Despite the apparent surprise of his followers – “What a day!” commented TikTok user  @lceleven – he isn’t wrong. Back in 2019, Parton confirmed this, recalling how, exactly, she managed to write her two most popular songs after finding her stride as a regular on the popular musical variety series The Porter Wagoner Show in the late 1960s and early 1970s.




“I was so excited, and everybody was paying attention to me as a writer, and that inspired me,” she explained during an episode of her WNYC podcast, “Dolly Parton’s America.”
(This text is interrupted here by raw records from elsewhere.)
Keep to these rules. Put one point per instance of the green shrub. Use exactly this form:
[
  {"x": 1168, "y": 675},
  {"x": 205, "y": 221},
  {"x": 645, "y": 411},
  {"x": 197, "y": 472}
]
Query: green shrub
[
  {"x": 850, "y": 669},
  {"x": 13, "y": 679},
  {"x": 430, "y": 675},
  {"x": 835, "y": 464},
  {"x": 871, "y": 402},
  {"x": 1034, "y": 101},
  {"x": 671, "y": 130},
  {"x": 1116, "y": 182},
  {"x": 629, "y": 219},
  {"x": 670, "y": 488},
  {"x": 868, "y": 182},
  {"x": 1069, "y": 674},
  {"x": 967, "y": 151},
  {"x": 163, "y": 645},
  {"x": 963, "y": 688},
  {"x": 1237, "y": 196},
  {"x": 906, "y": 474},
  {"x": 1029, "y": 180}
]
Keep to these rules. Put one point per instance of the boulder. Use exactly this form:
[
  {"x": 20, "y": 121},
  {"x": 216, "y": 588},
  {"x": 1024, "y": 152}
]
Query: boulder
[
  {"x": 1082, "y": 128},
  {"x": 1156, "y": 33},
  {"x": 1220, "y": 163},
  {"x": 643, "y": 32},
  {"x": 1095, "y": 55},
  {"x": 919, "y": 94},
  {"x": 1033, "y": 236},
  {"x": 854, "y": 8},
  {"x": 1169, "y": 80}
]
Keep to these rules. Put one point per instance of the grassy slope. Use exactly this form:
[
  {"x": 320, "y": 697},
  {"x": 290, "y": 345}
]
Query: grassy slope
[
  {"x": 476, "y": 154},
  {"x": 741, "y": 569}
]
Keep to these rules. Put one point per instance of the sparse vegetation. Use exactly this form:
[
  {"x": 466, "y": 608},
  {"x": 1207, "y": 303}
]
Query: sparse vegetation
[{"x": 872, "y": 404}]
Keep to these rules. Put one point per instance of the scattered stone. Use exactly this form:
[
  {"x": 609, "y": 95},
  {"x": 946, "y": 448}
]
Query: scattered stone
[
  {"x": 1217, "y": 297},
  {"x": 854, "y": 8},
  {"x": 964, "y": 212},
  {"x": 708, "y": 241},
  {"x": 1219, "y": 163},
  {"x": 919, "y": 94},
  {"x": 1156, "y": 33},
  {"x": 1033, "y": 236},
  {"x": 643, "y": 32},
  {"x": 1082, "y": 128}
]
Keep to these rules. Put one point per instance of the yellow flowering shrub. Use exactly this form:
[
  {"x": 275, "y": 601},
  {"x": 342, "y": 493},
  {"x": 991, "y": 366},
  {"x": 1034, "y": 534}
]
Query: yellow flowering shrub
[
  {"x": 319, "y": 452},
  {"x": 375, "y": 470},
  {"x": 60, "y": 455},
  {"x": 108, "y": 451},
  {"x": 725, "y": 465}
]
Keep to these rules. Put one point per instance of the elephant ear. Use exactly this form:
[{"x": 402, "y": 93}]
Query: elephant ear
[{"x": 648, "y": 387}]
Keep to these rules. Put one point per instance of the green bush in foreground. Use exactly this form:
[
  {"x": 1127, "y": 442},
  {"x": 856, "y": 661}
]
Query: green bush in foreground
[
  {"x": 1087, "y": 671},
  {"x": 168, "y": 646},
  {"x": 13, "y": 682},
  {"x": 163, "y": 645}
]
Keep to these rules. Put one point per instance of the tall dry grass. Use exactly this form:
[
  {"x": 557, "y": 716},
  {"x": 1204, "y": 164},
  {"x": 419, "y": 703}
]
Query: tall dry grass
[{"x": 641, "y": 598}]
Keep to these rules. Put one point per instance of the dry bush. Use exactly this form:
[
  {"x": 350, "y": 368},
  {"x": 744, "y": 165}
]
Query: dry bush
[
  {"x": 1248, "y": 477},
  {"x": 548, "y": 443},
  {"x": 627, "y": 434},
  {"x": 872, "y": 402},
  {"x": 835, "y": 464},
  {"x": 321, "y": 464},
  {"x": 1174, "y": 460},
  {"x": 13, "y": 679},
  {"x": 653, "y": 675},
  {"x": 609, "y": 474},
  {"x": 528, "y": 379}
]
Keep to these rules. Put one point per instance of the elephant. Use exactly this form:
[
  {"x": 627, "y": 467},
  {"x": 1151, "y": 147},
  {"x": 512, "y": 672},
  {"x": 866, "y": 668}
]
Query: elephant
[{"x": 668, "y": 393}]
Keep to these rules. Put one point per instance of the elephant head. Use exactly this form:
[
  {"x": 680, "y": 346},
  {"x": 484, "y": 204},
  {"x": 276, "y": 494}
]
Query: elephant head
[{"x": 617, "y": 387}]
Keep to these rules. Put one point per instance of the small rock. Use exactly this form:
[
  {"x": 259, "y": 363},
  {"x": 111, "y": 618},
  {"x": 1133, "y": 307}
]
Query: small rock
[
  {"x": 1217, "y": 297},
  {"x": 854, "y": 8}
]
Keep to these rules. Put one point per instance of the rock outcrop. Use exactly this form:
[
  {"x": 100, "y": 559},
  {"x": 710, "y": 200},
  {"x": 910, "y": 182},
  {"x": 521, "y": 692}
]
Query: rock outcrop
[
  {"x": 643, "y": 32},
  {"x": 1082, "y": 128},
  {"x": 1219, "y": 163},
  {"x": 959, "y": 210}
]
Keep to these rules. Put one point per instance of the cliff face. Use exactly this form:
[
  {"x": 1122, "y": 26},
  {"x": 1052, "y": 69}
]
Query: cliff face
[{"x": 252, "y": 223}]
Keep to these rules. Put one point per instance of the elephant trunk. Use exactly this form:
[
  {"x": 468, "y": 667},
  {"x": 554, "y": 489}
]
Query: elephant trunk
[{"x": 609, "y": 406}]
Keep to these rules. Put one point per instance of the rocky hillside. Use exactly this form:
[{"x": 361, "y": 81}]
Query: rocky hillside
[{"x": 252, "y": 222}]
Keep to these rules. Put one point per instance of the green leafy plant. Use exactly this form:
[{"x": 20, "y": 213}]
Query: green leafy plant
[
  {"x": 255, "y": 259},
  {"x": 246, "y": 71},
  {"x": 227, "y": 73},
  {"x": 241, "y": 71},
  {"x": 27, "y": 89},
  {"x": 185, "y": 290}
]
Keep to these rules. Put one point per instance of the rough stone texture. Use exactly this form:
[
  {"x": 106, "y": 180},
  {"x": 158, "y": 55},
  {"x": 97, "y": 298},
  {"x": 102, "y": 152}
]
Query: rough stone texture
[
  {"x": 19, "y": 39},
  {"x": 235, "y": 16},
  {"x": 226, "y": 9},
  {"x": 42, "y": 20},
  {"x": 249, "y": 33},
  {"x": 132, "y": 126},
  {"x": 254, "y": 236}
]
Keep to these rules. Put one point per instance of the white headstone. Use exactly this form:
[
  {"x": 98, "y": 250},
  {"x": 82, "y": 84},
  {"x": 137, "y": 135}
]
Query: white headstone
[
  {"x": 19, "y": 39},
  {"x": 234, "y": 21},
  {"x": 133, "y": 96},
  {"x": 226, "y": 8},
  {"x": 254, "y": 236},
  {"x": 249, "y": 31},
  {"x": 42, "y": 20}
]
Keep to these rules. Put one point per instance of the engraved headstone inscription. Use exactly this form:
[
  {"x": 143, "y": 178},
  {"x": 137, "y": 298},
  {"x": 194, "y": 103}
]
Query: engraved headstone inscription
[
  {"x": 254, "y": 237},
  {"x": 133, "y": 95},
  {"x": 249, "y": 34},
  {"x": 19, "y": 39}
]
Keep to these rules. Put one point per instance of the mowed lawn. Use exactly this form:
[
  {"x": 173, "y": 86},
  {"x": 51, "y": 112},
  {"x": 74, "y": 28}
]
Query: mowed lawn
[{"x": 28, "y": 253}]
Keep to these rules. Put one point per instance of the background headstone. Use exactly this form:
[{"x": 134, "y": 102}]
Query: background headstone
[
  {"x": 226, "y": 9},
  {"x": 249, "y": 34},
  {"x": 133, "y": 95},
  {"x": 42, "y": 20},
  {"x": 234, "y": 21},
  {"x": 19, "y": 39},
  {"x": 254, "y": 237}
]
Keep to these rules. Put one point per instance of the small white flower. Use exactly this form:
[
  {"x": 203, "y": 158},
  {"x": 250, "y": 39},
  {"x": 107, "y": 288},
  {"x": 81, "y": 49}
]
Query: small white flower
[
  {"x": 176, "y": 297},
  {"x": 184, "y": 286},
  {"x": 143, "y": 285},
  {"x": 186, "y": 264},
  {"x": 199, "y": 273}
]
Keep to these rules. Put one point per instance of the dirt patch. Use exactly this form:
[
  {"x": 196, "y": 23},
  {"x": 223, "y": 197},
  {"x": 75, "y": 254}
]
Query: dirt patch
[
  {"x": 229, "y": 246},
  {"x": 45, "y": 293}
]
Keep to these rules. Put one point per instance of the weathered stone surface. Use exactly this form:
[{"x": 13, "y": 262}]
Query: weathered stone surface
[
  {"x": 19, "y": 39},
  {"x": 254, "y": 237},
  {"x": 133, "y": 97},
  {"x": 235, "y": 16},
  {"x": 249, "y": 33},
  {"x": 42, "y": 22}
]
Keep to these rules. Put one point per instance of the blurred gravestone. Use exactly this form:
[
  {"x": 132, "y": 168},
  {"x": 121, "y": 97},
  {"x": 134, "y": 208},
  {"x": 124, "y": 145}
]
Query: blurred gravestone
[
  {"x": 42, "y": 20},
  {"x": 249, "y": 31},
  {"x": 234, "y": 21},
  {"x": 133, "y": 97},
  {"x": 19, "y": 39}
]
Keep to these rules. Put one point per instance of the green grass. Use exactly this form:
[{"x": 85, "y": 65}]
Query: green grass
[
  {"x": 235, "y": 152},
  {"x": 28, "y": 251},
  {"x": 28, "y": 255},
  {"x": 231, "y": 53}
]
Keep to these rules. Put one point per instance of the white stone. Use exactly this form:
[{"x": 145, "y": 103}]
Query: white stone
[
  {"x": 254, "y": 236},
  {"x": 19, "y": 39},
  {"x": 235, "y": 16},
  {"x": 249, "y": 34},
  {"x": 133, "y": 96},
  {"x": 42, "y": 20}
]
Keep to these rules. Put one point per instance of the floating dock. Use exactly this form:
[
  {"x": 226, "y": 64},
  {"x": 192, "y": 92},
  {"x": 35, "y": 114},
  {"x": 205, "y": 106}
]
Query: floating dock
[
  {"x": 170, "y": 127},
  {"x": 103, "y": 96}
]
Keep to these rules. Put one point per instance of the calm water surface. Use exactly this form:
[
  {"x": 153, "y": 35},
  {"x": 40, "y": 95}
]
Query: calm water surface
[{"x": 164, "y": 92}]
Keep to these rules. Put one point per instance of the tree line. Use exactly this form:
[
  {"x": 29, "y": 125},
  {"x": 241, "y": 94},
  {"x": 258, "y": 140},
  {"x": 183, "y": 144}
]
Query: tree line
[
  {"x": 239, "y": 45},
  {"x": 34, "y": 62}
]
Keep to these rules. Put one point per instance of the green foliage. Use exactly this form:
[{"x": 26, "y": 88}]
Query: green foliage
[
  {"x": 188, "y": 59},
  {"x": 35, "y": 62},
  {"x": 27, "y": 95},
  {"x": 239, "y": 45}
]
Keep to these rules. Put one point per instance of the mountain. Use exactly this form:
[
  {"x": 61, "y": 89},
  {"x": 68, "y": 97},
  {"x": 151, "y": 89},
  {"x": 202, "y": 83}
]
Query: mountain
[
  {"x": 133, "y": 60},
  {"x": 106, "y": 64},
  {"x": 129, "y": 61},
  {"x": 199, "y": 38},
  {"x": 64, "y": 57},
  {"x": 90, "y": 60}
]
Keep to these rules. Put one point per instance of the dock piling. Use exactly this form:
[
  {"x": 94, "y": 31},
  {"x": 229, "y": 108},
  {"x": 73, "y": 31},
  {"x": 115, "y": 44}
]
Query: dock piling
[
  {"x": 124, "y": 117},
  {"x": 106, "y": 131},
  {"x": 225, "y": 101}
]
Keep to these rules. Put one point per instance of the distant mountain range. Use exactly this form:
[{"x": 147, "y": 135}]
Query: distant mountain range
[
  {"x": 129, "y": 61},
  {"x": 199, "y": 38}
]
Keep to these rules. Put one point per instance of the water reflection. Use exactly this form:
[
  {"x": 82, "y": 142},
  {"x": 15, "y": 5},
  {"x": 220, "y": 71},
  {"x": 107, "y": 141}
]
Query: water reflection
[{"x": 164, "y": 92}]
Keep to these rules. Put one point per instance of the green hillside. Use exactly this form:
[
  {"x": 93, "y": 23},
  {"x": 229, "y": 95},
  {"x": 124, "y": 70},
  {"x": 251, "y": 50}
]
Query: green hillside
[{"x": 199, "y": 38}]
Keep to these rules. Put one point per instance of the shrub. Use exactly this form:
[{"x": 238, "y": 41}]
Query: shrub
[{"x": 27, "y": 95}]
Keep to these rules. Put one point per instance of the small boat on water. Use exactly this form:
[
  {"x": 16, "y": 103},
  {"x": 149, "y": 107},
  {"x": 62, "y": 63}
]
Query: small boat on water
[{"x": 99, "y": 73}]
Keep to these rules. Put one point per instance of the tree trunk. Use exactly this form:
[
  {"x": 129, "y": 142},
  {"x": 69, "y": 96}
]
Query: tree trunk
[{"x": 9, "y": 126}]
“I wanted to really do more, because I saw that people were paying attention,” noting that at the time, her and her husband of nearly 57 years, Carl Thomas Dean, had recently purchased their first home, which may have offered some songwriting inspiration. “There was a den and a big fireplace. I remember I wrote “Jolene and I Will Always Love You” the same night when we found a tape.”




Though Parton later admitted that she wasn’t entirely sure whether the two hits were actually penned within the same evening, the cassette tapes in which she recorded her sessions hint that they could have been.


“I don't know if it was the same night, but it was on the same cassette that we found. I thought, ‘That must've been a really good night,’” she recalled in what is easily the understatement of the century.


Though the world – and hell, even Parton – may never know the exact moment these two country classics, first came to fruition, one thing is for certain: We will always love Jolene.